Okay - You want to run a program at a certain time everyday or 
perhaps every week and you don't want to have to remember to do it. 
Perhaps you wish to delete a bunch of temporary files, syncronize your 
computer or send out mail notifications. Maybe you hear people talking 
about cronjobs or crontab and you wish to know what it is 
Crontab entries looks complex but they are really simple, infact they 
are as simple as shown below: 

Code:

minute hour dayofmonth month dayofweek command_1;command_2;...command_n 


The entries you may have seen look like this: 

17 * * 3 0 cat ~/mail/inbox > ~/old_mail;gzip ~/old_mail 

Well it looks intimidating for someone unfamilar with it, first there
are several numbers, a fairly long UNIX command with a strange~ and then 
another command with another strange ~ Well the first five fields are times
when they events are scheduled to occur and then come the commands. 
The first five fields are in order as shown below: 

1. minute 0-59 
2. hour 0-23 (midnight is zero, 11:00 PM is 23) 
3. dayofmonth 1 - 31 
4. month 1 - 12 
5. dayofweek 0 - 6 (0 is Sunday, 1 is Monday etc.) 

Many times you will see crontab entries that have astericks (*) in them,
these are wildcards, which means that events will occur at any time. 
If you wanted an command to run every minute you could by entering an 
crontab entry that looks like this: 

* * * * * command 

But that is pretty boring, lets have a command that a a bit more practical, 
one nice thing to on a regular basis for me is backup files. I want to do 
this on a monthy basis at 3:00 AM and lets do this on the 15th of every month. 

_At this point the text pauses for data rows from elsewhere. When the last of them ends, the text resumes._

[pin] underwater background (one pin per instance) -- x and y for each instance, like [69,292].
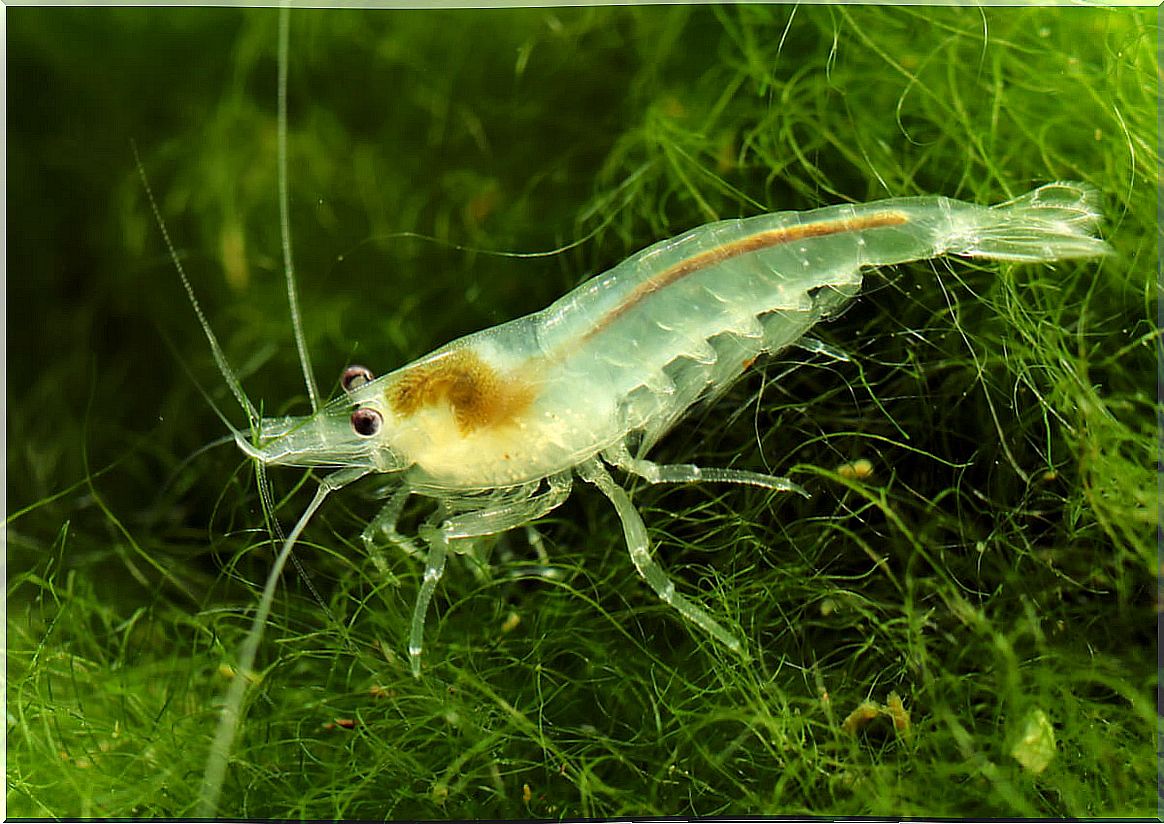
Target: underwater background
[959,622]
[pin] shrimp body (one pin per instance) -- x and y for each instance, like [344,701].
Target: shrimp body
[629,352]
[496,425]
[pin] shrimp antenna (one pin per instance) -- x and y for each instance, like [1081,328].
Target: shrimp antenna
[285,207]
[228,375]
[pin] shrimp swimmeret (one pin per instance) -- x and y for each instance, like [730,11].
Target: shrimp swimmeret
[495,425]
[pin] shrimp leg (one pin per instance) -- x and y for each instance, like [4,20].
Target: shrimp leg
[689,473]
[384,524]
[489,520]
[639,545]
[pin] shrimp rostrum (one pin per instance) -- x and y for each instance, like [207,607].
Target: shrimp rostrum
[496,425]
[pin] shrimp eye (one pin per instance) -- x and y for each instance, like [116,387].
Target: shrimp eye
[354,377]
[366,421]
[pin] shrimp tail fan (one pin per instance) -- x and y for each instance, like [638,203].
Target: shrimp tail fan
[1052,222]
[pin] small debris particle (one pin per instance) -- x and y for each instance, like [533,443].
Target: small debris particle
[1036,746]
[898,712]
[859,717]
[894,709]
[511,623]
[857,470]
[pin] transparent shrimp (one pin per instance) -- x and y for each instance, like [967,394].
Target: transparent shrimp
[495,426]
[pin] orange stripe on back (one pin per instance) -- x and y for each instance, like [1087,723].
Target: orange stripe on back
[761,240]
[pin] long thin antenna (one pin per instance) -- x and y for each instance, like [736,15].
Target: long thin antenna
[228,375]
[285,207]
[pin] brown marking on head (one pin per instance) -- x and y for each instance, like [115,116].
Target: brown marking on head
[760,240]
[476,395]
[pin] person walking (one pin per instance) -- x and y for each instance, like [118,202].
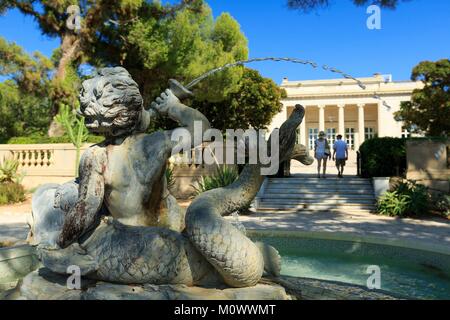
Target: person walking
[340,154]
[322,153]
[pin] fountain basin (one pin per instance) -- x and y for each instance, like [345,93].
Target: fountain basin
[407,270]
[15,263]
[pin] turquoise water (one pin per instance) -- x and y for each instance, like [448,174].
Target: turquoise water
[407,272]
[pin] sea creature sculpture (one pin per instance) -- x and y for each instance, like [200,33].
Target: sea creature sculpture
[119,223]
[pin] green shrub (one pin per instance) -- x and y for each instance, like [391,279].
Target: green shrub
[441,203]
[223,177]
[383,157]
[408,199]
[11,192]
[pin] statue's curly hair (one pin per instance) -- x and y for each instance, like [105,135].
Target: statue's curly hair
[113,112]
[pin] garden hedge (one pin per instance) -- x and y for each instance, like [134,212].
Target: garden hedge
[383,157]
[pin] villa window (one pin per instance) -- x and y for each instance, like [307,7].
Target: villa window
[406,132]
[331,135]
[350,137]
[370,133]
[312,137]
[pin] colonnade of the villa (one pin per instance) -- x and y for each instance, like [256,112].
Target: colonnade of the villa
[354,122]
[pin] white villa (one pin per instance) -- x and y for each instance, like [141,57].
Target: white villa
[340,106]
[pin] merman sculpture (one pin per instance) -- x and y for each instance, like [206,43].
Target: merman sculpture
[120,224]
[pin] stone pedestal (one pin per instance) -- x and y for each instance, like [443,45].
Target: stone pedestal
[42,284]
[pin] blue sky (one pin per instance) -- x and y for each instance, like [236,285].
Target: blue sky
[337,36]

Here would be my crontab entery would look like this: 

* 3 15 * * cd ~angelm; tar -cf backup.tar *;gzip backup.tar 

Here the hour is 3 AM and the day of month is the 15th and since there 
is an asterick at the other positions they not have any effect. The commands 
seperated by a semi-colon are as follows: 

1. cd to the user angelm' home directory (hence the tilda ~ )
2. create a tar (tape archive) file named backup.tar 
3. compress the tar file with gzip. 

To create any crontab entry the command is 

Code:

crontab -e 

and to view ones crontab entries the command is 

Code:

crontab -l 

Here is what one looks like, you can have as many as you like, 
each on seperate lines. 

Code:

# DO NOT EDIT THIS FILE - edit the master and reinstall. 
# (/tmp/crontab.30483 installed on Mon Jul 15 22:21:01 2002) 
# (Cron version -- $Id: crontab.c,v 2.13 1994/01/17 03:20:37 vixie Exp $) 
0 * * * * cd /home/angelm/ghclient099_linux; ./ghclient.x -nice 19 > /dev/null 2> /dev/null 
* 3 15 * * cd ~angelm/docs/things/; tar -cf backup.tar * ;gzip backup.tar 


You can only edit and view your own crontab unless you are root.